Video Games Lead to New Paths to Treat Cancer, Other Diseases



Computer science and physics professor Samuel Cho (center) works with his students, graduate student Tyson Lipscomb (left) and senior Anqi Zou ('12). (Credit: Image courtesy of Wake Forest University)                                                      Science Daily — The cure for cancer comes down to this: video games.

"If it wasn't for gamers who kept buying these GPUs, the prices wouldn't have dropped, and we couldn't have used them for science," Cho says.In a research lab at Wake Forest University, biophysicist and computer scientist Samuel Cho uses graphics processing units (GPUs), the technology that makes videogame images so realistic, to simulate the inner workings of human cells.
Now he can see exactly how the cells live, divide and die.
And that, Cho says, opens up possibilities for new targets for tumor-killing drugs.

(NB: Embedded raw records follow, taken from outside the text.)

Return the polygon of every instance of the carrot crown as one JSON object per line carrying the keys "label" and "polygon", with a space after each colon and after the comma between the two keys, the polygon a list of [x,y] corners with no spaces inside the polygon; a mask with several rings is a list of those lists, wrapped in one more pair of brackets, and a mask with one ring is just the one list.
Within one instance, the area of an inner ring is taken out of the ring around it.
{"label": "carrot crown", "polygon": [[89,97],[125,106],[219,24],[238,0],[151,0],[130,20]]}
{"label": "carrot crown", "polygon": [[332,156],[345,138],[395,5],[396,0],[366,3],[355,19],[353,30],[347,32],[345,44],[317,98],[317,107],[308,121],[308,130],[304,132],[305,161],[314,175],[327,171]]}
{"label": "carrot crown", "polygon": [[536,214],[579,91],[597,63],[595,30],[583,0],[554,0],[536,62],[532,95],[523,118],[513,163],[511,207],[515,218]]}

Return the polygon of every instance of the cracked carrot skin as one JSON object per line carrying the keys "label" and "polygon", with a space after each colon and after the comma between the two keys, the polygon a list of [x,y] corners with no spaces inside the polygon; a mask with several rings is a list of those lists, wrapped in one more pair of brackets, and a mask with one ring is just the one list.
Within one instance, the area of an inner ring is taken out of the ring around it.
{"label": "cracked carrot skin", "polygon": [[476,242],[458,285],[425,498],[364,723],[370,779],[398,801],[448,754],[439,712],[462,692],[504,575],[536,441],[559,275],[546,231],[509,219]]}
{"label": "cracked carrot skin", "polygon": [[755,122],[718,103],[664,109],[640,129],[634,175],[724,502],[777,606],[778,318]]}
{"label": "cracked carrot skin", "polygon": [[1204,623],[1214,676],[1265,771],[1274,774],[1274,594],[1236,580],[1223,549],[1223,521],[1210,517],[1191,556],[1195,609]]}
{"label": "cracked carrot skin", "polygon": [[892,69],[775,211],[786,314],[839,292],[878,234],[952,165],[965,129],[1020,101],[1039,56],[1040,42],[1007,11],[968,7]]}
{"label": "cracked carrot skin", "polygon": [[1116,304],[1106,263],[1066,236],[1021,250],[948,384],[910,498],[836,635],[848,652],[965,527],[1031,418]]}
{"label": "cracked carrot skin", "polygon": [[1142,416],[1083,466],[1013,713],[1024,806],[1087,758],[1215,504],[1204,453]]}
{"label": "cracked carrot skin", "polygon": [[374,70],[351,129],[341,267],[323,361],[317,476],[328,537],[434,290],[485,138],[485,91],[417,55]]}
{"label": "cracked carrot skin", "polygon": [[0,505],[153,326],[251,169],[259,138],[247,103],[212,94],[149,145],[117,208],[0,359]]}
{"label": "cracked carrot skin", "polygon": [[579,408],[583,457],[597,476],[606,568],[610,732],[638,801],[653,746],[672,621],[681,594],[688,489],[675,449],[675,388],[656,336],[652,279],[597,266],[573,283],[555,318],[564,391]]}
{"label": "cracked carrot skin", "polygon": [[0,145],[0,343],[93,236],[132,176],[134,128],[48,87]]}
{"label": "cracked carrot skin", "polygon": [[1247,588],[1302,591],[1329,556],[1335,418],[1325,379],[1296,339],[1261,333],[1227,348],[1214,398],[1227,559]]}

Cho's most recent computer simulation, of a critical RNA molecule that is a component of the human telomerase enzyme, for the first time shows hidden states in the folding and unfolding of this molecule, giving scientists a far more accurate view of how it functions. The results of his research appear in the Journal of the American Chemical Society. Cho worked with colleagues from the University of Maryland and Zhejiang University in China for this study.
The human telomerase enzyme is found only in cancerous cells. It adds tiny molecules called telomeres to the ends of DNA strands when cells divide -- essentially preventing cells from dying.
"The cell keeps reproducing over and over, and that's the very definition of cancer," Cho says. "By knowing how telomerase folds and functions, we provide a new area for researching cancer treatments."
A new drug would stop the human telomerase enzyme from adding onto the DNA, so the tumor cell dies.
Cho, an assistant professor of physics and computer science, has turned his attention to videogaming technology and the bacterial ribosome -- a molecular system 200 times larger than the human telomerase enzyme RNA molecule. His research group has begun to use graphics cards called GPUs to perform these cell simulations, which is much faster than using standard computing.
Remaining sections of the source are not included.